“The tiniest story in your life can deeply touch another. You cannot know the effect your story might have.” –SARK
This magnet clings to a file cabinet beside my desk at school. Its sentiment is not new to me. But new to me is the depth to which I embody this message as a teacher of readers and writers. New to me is the strength with which I impart this message to the readers and writers in my classroom.
Following the NCTE convention, I could feel the power of story everywhere I went. I carried it with me. Story settled itself deep inside me—in the marrow of my bones.
I returned to school after the NCTE convention the day before we were to be off for our five-day fall vacation. With the power of story pulsing through me, I presented my 8th grade students with a challenge (I prefer challenges to homework, myself): Collect a story during the five-day weekend to share upon their return to school. No writing. No worksheet. Just carry the story back to school with you in your heart. Be ready to share it with us.

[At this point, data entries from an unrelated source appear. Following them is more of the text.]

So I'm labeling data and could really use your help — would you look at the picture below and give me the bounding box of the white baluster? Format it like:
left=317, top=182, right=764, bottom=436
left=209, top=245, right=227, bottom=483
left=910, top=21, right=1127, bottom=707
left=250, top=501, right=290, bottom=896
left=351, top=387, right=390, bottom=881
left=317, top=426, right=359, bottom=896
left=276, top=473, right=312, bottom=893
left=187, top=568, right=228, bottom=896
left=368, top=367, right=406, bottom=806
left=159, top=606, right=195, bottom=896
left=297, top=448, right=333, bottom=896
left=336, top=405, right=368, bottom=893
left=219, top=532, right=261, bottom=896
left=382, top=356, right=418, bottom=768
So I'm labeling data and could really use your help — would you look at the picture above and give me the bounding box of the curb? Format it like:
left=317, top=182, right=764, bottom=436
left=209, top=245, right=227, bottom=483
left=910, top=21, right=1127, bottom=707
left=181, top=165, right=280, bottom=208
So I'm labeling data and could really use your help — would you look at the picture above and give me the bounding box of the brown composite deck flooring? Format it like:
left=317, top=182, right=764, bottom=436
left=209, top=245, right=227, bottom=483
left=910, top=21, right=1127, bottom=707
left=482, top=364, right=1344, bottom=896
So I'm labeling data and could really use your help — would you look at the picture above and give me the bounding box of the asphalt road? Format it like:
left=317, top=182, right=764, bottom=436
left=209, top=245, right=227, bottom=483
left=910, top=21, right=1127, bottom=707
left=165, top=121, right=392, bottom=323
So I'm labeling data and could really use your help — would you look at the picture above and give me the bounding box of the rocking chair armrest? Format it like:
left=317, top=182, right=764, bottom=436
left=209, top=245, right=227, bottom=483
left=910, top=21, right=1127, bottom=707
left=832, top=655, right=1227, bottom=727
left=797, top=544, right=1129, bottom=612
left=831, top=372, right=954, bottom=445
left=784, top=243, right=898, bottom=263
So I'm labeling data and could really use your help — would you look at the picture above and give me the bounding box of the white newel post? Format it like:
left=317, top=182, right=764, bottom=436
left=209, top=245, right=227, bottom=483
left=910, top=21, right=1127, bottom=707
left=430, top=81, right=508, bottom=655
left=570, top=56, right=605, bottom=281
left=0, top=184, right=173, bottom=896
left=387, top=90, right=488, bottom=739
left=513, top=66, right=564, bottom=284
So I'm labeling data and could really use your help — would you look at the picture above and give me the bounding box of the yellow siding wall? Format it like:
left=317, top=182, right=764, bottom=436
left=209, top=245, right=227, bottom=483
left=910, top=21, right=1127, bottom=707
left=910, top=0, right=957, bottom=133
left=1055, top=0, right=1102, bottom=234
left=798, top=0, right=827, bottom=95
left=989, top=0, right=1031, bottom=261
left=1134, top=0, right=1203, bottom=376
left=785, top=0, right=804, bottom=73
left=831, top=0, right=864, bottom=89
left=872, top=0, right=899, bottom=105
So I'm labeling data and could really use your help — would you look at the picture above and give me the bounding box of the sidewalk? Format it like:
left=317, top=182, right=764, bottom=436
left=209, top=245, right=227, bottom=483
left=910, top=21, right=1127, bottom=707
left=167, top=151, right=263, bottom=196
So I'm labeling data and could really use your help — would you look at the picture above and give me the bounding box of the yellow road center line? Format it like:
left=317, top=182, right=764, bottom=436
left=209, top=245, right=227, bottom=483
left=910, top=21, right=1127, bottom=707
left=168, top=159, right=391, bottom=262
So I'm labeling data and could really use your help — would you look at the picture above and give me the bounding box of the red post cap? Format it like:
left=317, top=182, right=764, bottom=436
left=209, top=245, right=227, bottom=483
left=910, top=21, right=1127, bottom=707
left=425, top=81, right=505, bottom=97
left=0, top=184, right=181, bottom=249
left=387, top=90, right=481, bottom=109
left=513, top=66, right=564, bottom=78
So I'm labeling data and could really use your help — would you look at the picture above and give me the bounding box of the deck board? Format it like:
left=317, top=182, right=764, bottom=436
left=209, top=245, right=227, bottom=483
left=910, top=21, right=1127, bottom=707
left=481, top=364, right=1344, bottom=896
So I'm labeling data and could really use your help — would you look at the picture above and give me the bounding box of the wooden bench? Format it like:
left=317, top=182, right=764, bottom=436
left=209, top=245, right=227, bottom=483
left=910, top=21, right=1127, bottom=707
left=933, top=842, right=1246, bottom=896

I answered questions about what the story had to be about. Anything that you connect with, that has meaning for you. I explained that talking and (better yet) listening to family members was a great way to gather stories. I didn’t have high expectations, but I sure had high hopes.
Upon our return to school, we spent the first day back sharing stories. Sharing our stories. We laughed when J described his father goofing around by putting on his brother’s graduation suit, which was way too small for him. Our mouths watered when R told his story about eating his grandmother’s tamales. We got teary-eyed when A talked about her first Thanksgiving after being separated from her brother. We got goosebumps when K told how his uncle survived during the Vietnam War by hiding under a solid oak table, the only structure that didn’t collapse, during the bombing of the building where he was stationed.
We shared our stories.
The power of these stories has lasted far beyond that day of sharing. These stories deeply touched people. These stories were raw and humble. They were not polished or spectacular. And yet, these stories deeply touched people.
Today, I got to the point in the book Life is a Verb: 37 Days to Wake Up, Be Mindful, and Live Intentionally where I was charged with my first ‘Do It Now Challenge.’ After dancing for two minutes like a 5-year old (the first task on the list—a task for which my husband spontaneously joined me), I was prompted to write for three minutes nonstop about what brings me joy. Although dancing with utter abandon was clearly on my mind, I couldn’t help but be reminded of the power of story to build connections. Connecting with people—really being present and connecting with people—through story is what brings me pure joy.
This, today—this slice of life opportunity to share and be shared with—this is what brings me pure joy. This is what deeply touches me. Your story, you reading my story deeply touches me and brings me joy.